My rating: 2 of 5 stars
I pulled this from a shelf in my office (leadership books acquired over time, more than a few I’ve not gotten to yet) and had hopes. In the first chapter, the authors observe “we think leading is something people do at all levels of society and in all areas of human endeavor.” While that should be intuitively obvious to the most casual observer, a quick survey of the body of work out there returns a majority targeting traditional leaders and how to improve. I find the best books on leadership are not the academic overwritings of say, Kouzes and Posner, or the annoying parables of Blanchard or Lencioni, but the ones that bring a different perspective, a non-traditional perspective (thus, my hopes). correlating the qualities of good leadership with dance, music and other arts should have been a winner.
To play the hands dealt, this falls short of having any real contribution to the repertoire. There are takeaways, but there is little depth. These are basics, with the difference of anecdotes culled, or more probably created, from the arts world.
Still, here are a few margin notes. Each chapter has four pseudo-anecdotes setting the expectations of the chapter topic. For the chapter titled “The Interplay of Space, Time, and Energy”, one was
An executive, sensing that where she sits in a crowded meeting will make a difference in the way people respond to her, moves instinctively toward the “head” of the table.”
Bad example. Or, rather, good example of an immature (sadly, traditional) leader. “Instinctively” is a problem. Good leaders think about things like that. For me, depends on the purpose of the meeting. If it is my meeting and I don’t want my presence to influence, I’ll sit to the side or back. I’m more interested in productive conversations than seeking my concurrence (well, it’s still needed, but not during the process!) It it is my meeting and I want my presence to influence – maybe I need to establish a direction, convey expectations, etc. – I will sit where I can “command” attention.
Artists see the world differently from other people. Their italics, and spot on. I like to populate the table with as many brains as needed plus more (one of the things I do is manage design and construction of capital facilities.) I value different perspectives.

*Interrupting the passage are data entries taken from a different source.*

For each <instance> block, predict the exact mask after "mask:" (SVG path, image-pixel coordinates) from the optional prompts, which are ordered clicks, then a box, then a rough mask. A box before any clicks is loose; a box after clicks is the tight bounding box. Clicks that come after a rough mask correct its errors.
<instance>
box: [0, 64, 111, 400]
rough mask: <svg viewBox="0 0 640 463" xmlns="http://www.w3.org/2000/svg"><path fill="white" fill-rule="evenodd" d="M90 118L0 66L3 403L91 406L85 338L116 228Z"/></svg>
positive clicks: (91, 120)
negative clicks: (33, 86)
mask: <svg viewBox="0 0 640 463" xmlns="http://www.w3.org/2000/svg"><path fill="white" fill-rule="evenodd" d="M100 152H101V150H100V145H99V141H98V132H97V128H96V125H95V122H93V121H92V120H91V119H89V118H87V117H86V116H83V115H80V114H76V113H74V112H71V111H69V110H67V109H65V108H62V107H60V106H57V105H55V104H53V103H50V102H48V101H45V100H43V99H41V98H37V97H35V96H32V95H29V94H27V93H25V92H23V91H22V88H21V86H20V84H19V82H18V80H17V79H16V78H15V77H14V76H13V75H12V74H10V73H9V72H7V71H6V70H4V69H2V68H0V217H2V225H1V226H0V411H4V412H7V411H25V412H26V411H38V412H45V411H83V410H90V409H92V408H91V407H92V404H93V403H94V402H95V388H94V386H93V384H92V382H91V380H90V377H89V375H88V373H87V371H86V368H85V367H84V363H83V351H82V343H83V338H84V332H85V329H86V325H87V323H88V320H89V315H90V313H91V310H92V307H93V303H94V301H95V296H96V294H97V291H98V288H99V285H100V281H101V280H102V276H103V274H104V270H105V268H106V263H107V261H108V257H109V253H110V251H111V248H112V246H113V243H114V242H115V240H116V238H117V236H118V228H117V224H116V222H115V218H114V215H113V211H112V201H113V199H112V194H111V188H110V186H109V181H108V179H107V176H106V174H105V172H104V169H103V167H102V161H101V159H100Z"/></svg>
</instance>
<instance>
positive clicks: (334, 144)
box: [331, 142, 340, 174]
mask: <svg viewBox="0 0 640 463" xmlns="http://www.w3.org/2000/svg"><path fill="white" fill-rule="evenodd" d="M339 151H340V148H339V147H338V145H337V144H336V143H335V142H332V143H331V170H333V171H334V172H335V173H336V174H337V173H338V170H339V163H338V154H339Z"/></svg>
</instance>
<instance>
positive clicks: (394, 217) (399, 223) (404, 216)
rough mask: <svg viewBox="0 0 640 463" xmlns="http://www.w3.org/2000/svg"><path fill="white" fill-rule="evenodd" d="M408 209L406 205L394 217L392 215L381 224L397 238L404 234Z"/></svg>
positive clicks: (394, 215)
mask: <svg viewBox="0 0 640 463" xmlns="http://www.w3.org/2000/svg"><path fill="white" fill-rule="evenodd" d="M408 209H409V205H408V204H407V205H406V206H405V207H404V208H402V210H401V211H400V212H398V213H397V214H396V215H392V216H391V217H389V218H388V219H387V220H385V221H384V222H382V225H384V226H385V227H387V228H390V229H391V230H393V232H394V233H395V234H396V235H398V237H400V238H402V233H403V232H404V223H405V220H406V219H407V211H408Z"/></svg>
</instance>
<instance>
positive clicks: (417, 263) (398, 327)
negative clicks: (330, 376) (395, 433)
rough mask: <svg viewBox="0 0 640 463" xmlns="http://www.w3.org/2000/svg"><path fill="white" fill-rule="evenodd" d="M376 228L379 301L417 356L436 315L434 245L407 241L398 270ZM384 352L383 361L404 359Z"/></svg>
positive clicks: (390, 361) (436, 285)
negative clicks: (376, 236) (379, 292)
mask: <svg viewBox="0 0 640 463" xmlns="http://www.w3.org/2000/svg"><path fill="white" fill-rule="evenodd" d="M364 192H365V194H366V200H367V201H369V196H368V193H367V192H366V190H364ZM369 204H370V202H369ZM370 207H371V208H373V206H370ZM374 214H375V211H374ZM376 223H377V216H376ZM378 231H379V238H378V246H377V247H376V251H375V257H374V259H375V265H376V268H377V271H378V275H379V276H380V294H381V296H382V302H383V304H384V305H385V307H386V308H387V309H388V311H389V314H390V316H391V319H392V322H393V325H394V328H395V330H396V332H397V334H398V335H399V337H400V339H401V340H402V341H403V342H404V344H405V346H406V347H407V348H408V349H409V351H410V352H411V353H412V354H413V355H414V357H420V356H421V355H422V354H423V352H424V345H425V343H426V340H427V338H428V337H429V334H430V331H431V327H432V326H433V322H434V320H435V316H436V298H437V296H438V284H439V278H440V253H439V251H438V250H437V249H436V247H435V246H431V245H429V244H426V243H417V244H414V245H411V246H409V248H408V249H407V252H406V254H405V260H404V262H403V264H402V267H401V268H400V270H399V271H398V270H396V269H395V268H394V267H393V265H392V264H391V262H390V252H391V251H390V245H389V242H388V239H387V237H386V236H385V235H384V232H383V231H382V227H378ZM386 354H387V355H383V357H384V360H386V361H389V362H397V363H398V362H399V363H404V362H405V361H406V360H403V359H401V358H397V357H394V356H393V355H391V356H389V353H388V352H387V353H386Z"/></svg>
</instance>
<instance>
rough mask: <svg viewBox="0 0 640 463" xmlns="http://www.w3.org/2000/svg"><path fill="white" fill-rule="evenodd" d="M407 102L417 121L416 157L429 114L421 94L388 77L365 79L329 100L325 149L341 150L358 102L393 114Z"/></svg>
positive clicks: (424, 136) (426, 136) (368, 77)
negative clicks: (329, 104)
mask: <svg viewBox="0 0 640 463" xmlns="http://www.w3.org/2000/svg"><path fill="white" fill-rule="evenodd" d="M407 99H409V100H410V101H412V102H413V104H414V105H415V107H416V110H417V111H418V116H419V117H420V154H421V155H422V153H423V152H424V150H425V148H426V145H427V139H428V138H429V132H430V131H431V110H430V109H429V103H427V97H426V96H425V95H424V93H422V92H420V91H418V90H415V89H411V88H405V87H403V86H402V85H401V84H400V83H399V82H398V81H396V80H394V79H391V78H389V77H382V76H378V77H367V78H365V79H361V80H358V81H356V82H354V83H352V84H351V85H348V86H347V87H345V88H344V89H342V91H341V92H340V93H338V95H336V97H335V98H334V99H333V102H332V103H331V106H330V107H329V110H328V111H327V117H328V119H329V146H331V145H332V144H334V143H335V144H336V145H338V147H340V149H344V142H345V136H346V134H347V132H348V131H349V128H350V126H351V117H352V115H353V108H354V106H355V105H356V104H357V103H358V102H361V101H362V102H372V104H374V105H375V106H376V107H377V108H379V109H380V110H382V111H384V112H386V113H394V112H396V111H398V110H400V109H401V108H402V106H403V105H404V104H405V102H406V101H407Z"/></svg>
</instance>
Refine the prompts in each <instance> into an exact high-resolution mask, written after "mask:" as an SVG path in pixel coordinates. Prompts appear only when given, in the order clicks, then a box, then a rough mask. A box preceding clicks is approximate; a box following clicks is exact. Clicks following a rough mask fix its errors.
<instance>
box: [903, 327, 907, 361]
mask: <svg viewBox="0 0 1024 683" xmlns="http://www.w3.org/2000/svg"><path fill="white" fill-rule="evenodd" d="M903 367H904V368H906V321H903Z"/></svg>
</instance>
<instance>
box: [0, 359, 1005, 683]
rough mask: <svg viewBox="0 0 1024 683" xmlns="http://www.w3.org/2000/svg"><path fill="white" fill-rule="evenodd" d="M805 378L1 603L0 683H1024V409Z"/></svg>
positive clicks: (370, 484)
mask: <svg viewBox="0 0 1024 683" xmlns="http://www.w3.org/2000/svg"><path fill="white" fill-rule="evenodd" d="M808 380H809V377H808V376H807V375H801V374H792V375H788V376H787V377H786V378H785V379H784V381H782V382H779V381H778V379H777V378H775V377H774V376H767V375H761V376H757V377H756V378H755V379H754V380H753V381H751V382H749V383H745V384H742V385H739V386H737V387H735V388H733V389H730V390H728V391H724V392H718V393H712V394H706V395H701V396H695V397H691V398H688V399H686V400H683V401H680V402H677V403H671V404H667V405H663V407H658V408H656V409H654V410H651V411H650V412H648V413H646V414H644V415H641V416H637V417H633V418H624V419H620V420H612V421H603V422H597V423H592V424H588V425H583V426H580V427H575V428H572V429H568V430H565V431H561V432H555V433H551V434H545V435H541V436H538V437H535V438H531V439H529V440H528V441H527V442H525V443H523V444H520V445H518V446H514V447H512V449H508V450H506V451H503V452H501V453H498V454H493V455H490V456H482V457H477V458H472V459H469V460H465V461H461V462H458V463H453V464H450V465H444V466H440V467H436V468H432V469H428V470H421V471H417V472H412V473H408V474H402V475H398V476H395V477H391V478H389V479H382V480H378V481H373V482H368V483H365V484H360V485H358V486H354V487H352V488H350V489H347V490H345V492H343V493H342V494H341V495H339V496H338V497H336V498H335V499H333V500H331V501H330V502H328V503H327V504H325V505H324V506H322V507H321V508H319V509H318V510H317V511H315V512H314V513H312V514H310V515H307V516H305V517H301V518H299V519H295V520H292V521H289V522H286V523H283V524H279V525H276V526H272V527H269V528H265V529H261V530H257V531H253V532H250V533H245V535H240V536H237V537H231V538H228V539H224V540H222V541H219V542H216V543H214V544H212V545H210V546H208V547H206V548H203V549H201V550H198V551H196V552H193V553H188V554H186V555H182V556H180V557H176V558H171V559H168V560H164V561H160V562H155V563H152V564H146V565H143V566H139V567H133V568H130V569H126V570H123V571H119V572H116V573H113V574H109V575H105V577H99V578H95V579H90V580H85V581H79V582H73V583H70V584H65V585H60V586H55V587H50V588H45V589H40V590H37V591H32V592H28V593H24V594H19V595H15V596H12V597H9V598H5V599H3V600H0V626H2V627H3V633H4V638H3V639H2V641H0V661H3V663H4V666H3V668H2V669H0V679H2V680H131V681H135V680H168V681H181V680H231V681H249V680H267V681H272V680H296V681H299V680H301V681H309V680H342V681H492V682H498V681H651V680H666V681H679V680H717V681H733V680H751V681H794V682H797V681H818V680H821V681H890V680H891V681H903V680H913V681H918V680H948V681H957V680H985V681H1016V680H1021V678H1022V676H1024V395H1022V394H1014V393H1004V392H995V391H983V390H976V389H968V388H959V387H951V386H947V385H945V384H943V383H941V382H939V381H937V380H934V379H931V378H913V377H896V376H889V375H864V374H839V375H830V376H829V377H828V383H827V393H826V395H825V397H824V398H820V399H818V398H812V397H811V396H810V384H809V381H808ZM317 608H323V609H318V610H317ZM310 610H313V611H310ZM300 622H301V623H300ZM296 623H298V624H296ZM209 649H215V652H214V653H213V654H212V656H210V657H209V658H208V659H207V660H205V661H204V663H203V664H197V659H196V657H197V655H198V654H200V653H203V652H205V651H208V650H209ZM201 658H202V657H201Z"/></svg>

In that same chapter (this is where the most value is, it seemed when I was done), the authors use a metaphor of moving between boxes and making an assumption moving steadily from box to box results in success, and making the mistake of thinking time stands still while in the various boxes. That they acknowledge boxes is good (and they fall into the trap of saying leaders need to “think outside the box”, not knowing there is always a box!)
In the chapter titled “Communicating in Images, Symbols, and Metaphors, the authors bring up Howard Gardner and his book Frames of Mind. Gardner posited multiple intelligences. I wasn’t totally on-board with Gardner, considering some of his “intelligences” skills rather than, well, intelligence, but that was just my take.